Hai avuto modo di conoscere bene Andrea Bagioli?
«Certo, sarà con me al Teide. Andiamo molto d’accordo e condivideremo la ca­mera per i prossimi due mesi. È un bravo ragazzo e un grandissimo talento, con molta testa. Lavorare con ra­gazzi così professionali è un ulteriore sprone anche per me. Se mi chiede consigli? Qualche volta sì, è un ragazzo sveglio, attento, che sa ascoltare ma sa anche prendere decisioni per conto proprio. Se posso mettere a disposizione la mia maggiore esperienza, sono ben contento di farlo. E sinceramente qualche volta sono anch’io a chiedere consiglio a lui. Confrontarsi un po’ in tutti i campi è sempre utile e costruttivo».

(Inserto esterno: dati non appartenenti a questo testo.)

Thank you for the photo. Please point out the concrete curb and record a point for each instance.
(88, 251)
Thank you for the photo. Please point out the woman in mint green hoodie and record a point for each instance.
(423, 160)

Un bilancio secco della tua prima parte di carriera?
«Sono soddisfatto. Sono cresciuto an­no dopo anno, sono partito dal niente e adesso ho cominciato a costruirmi una buona immagine. Sono stato anche fortunato perché ho sempre incontrato gli ambienti e le persone giuste, dalla Androni alla Quick-Step, e questo mi ha aiutato molto. La voglia, però, è sempre quella che avevo da neoprofessionista».
Esprimi un desiderio per questo 2022.
«Vorrei vincere una corsa importante. Se dovessi correre il Giro mi piacerebbe poter alzare di nuovo le braccia al cielo dopo il successo del 2019. Si corre sempre per vincere, ma bisogna saper procedere per gradi. È importante continuare nel processo di crescita che ho intrapreso. Se a fine anno non ho vinto nulla, ma sono cresciuto ancora, sarò contento ugualmente. Magari non avrò realizzato il mio sogno, ma avrò raggiunto l’obiettivo».